December 2, 2022


Growing Mission for Sante Fe College, Others

Cynthia Barnett | 8/1/2008

Gainesville’s Santa Fe is among the latest state community colleges to drop “community” from its name. As part of a far-ranging education bill passed by the Legislature this year, Santa Fe and eight other community colleges become part of a pilot program to offer bachelor’s degrees in high-need fields.

Santa Fe college
SFC’s first bachelor’s degrees will be in fields that local biotech and hospital leaders requested.
“Just as community colleges stepped up to meet Florida’s educational needs post-World War II, when there was a pressing need for associate degrees, we are stepping up again,” says SFC President Jackson Sasser. “Internationalization, technology and other issues are now driving a great need for baccalaureate degrees in Florida.”

Florida is 46th in the nation in baccalaureate degrees granted. Ten of Florida’s community colleges already offer four-year degrees in fields that have been identified as critical local needs. The new law could expand those offerings dramatically. It creates the Florida College System and a task force to develop recommendations for the transition of community colleges to bachelor’s-granting colleges. The task force must report back to the Legislature next spring. The new bachelor’s degrees will be offered as soon as next fall.

Jackson Sasser
“We are stepping up again,” says Santa Fe College President Jackson Sasser.
“This really is landmark legislation for Florida,” says Florida Education Commissioner Eric Smith. “We’ve been blessed with what many consider to be the best community college system in the nation, and it’s served Florida well, but we really have the opportunity to build on that. From the business standpoint, how this develops will be absolutely critical to the state’s economic development.”
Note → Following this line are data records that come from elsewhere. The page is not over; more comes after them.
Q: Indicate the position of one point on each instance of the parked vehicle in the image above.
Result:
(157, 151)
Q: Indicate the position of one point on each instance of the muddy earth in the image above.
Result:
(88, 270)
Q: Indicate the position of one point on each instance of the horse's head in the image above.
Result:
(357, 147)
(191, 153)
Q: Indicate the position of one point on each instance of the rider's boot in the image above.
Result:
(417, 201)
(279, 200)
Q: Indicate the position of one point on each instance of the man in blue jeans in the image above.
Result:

SFC’s first bachelor’s degrees will be in clinical laboratory technology and health science management — degrees requested by the region’s biotechnology and hospital leadership.
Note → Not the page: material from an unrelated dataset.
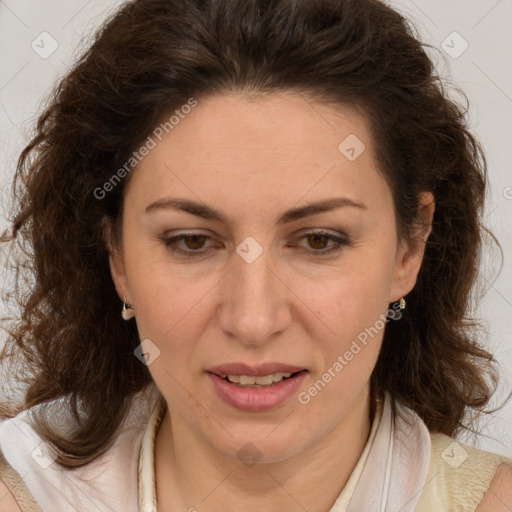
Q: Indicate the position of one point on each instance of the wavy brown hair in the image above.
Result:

Critics, including some of Florida’s private and public university leaders, call the expansion “mission creep” that could lead to a new tier of education just as universities are being forced to get leaner. But Smith maintains that “there is strong interest in maintaining a single system and not breaking the colleges into two systems.”

“What we have right now in Florida, and what we want to keep,” says Smith, “is the best of both worlds.”